そのことを考えると、自分の力を示すのは悪い考えではないように思われた。
「分かったよ。これから授業が始まるから放課後に見せる、それでいいか」
ナタリは小さく頷いた。その表情は、どこか嬉しそうにも見えた。
アオイはチトセを見て微笑んだ。知り合ってから大した経ってもおらず、不詳の人物であるのに全幅の信頼を寄せられるのは、この上なく喜ばしいことだろう。チトセは、この友人に何か出来ることがあれば、これからも続けていきたいと思うのだった。
それからクラスに戻ると、再び退屈な授業が始まった。まずはガイダンス。これまでと同じことが繰り返される。
しかしこれも余裕だろう、そんな考えははっきりと打ち砕かれた。教科書の一ページ目を捲ると、世界地図が現れた。

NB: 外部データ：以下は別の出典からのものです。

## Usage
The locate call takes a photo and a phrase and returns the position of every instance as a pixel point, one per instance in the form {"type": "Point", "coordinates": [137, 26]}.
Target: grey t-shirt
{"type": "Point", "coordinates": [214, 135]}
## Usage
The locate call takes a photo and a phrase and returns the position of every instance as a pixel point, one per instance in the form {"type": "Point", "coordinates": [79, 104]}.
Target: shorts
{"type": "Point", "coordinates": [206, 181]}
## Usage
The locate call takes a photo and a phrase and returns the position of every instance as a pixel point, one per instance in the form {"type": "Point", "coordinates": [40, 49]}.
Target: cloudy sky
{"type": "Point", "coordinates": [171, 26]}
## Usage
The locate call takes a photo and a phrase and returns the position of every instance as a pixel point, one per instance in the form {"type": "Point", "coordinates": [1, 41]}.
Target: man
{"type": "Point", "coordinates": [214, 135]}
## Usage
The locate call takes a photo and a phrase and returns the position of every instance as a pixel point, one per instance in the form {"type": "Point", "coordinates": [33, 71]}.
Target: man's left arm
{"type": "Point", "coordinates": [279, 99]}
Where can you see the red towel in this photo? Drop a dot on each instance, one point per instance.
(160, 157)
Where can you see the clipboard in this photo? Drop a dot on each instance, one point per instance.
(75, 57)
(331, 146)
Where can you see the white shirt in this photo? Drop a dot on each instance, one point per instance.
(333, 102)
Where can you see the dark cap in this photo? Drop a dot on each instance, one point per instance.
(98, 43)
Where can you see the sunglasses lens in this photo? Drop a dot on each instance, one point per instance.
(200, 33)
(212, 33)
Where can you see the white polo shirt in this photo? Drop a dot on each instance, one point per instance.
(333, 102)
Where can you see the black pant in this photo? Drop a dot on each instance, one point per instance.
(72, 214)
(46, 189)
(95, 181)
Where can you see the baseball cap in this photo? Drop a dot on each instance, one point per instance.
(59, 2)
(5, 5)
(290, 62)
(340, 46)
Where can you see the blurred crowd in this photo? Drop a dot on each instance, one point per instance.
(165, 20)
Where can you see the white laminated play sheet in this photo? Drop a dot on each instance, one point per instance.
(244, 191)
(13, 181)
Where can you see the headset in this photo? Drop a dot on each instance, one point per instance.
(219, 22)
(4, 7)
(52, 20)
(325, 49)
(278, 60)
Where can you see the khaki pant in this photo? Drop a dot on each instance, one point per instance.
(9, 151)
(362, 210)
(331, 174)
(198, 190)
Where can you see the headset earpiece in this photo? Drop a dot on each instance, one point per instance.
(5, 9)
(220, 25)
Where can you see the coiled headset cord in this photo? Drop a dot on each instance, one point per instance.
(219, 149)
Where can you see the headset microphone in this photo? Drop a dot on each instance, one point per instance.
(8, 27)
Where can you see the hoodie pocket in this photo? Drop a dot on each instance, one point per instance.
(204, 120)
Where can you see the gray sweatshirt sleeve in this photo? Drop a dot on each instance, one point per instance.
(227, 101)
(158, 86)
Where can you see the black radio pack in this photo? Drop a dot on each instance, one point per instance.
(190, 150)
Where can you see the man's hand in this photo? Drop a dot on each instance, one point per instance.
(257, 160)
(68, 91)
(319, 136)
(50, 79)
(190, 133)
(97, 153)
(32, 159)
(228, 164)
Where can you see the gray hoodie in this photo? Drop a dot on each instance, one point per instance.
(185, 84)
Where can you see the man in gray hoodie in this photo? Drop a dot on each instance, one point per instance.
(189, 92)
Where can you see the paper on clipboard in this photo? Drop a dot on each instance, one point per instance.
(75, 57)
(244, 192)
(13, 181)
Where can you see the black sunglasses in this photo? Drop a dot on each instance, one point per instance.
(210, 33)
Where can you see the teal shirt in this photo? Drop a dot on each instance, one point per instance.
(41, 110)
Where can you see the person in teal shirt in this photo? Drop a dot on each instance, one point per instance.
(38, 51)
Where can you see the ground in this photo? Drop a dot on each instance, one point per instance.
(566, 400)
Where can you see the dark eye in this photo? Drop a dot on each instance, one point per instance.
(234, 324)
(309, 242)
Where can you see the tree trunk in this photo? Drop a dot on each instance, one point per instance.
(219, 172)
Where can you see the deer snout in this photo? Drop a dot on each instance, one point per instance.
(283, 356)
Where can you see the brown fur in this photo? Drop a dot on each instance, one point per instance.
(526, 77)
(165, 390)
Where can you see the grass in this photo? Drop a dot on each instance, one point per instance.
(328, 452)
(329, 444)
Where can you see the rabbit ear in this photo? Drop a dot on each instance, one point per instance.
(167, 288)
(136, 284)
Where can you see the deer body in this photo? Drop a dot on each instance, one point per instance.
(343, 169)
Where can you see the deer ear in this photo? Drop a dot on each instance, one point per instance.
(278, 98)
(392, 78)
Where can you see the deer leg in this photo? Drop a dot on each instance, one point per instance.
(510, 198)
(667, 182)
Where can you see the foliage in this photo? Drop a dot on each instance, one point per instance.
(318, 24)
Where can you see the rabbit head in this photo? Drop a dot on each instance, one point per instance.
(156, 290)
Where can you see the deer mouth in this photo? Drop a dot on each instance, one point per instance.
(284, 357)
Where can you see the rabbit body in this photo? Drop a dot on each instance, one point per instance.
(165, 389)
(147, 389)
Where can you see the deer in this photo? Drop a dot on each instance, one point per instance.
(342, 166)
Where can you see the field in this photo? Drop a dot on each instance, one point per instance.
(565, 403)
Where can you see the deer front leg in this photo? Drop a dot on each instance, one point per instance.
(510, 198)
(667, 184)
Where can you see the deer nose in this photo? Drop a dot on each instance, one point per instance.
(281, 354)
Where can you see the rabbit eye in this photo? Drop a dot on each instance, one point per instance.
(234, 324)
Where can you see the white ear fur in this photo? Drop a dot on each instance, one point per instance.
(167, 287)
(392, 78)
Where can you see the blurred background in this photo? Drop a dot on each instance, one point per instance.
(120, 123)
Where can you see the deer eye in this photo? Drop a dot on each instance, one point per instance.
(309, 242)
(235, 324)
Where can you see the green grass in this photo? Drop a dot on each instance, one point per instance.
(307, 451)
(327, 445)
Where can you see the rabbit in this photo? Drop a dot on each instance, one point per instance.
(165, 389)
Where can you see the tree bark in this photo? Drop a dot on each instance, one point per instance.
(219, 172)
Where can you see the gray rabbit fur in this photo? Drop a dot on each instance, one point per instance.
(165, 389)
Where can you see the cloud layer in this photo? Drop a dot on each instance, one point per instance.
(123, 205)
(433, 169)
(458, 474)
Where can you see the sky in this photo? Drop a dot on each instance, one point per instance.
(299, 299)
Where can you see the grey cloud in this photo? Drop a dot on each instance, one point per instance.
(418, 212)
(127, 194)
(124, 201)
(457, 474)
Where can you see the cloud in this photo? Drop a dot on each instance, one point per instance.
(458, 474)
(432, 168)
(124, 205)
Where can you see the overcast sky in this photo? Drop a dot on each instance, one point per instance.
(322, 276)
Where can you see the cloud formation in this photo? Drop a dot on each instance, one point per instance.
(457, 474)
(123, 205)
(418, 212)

しかしそれはゲームだったときのものと大きく変わっている。大陸の形自体はさほど変化はないのだが、国や街の情報があまりにも変化していた。
政治経済、地理、歴史。それらの社会科目がまとめて一つの授業になっていた。このままでは赤点どころか、一点すら取ることはできないだろう。チトセは顔を上げて、話を真面目に聞くことにした。